Python Forum

Full Version: Need Pointers/Advise for Cleaning up BS4 XPATH Data
You're currently viewing a stripped down version of our content. View the full version with proper formatting.
No syntax errors. Script runs!

I am having problems with BS4 & XPATH. BS4 (tag) = column1(courtlistener_case_name) and works perfect. BS4 (xpath) column2(courtlistener_jurisdiction) works perfect, column3(courtlistener_filed) ---Formatting is crazy.

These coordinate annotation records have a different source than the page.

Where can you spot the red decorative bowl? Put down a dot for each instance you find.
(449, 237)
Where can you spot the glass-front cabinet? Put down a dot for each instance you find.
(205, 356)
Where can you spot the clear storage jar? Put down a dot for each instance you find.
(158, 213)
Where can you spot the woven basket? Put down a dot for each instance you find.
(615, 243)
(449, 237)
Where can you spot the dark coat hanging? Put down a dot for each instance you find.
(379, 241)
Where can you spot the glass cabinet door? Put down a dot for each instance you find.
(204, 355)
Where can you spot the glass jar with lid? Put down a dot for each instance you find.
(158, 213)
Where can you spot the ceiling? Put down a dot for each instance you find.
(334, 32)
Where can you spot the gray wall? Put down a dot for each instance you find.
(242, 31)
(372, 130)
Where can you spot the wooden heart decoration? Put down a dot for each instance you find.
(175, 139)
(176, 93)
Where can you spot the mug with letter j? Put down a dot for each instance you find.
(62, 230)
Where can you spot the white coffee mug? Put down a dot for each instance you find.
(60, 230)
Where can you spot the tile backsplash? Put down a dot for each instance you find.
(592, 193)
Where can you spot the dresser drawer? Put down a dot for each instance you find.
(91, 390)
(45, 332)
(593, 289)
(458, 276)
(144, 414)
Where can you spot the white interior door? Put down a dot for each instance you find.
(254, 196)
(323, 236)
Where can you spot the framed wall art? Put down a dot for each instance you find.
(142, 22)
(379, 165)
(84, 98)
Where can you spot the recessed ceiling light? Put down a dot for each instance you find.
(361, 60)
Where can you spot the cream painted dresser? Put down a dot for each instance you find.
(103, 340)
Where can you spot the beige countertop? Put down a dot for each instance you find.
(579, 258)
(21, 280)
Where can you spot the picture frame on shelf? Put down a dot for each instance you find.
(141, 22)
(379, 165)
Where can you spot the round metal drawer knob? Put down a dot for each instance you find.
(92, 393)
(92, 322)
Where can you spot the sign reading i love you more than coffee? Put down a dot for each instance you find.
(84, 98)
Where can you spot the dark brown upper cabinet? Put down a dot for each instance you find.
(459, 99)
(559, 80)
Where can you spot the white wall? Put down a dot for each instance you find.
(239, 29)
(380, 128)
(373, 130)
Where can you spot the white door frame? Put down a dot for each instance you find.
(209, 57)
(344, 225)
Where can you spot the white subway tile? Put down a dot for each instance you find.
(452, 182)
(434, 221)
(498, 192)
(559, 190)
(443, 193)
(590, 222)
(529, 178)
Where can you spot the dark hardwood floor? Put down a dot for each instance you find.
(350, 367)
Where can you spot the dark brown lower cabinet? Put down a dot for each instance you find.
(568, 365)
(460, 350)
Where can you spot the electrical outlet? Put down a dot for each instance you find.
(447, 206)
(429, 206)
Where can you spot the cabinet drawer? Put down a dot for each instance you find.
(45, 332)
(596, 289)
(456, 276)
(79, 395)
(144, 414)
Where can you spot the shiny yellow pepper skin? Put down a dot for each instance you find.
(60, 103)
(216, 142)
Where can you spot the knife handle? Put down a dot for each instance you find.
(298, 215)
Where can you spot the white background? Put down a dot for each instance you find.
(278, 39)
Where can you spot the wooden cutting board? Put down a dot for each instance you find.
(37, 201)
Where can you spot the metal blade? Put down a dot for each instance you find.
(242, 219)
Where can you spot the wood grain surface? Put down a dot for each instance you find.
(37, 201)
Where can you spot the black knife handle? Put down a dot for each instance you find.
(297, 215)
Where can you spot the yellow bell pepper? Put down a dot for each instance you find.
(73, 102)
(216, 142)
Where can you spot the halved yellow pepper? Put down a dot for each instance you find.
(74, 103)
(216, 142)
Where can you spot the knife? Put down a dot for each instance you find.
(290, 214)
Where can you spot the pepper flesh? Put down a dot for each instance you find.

Spaces (how to filter this?) to make it "only the date", column4(courtlistener_precedential_status) only shows the Header and not the true Value, column5(courtlistener_docket_number) -- also has crazy spaces (docket # not only value in column), column6(courtlistener_pdf_opinion_url_storage) -- getting Null value instead of pdf URL and column7(courtlistener_pdf_opinion_url_gov) --getting Null value instead of pdf URL ...

If you comment the URL line and un-comment another (you can switch Jurisdictions); the XPATH's I am scraping; seem to inter-change properly between the different jurisdictions. So it must be XPATH scraping from the template system.

Any pointers / advise would be helpful!

Dragon Breath Augmentation [A01].py:

# Source 1: https://itsmycode.com/python-urllib-error-httperror-http-error-403-forbidden/ | User-Agent Spoofing
# Source 2: https://www.quora.com/How-do-I-extract-text-from-multiple-web-site-URLs-at-once | BS4 Multiple URLS Example

# Target URL for Scraping: https://www.courtlistener.com/opinion/4902955/state-v-schierman/
# Beginning URL: https://www.courtlistener.com
# End URL: column: courtlistener_absolute_url
# courtlistener_absolute_url = /opinion/4902955/state-v-schierman/

# Thanks to irc.libera.chat #python - nedbat (Debugging) :)
# And to Repiphany and Falc who also offered to assist with full tracebacks!
# And jinsun__ who keyed me into upgrading to 3.10/3.11 for major syntax error updates + other good things
# 03/08/2022 @ Approx. 02:30

# Database Name: EXODUS_CL_FULL_ENOUGH_WASH_SUPREME
# MariaDB Table Name: 4706734_Dropped_Columns_5
# Database Schema: utf8mb4_unicode_ci
# Database Schema Details:
# id / INT / 11 / AUTO_INCREMENT / PRIMARY_KEY
# courtlistener_case_name / TEXT / NULL
# courtlistener_jurisdiction / TEXT / NULL
# courtlistener_filed / TEXT / NULL
# courtlistener_precedential_status / TEXT / NULL
# courtlistener_docket_number / TEXT / NULL
# exodus_courtlistener_dropped_columns_entry_timestamp / DATETIME / CURRENT_TIMESTAMP

# 5 Mapped HTML Tags | MariaDB Column Name -> HTML Tag:
# courtlistener_case_name = htmlParse.find_all("h2")[0].get_text()
# courtlistener_jurisdiction = htmlParse.find_all("h3")[0].get_text()
# courtlistener_filed = htmlParse.find_all("p")[0].get_text()
# courtlistener_precedential_status = htmlParse.find_all("p").[1].get_text()
# courtlistener_docket_number = htmlParse.find_all("p").[2].get_text()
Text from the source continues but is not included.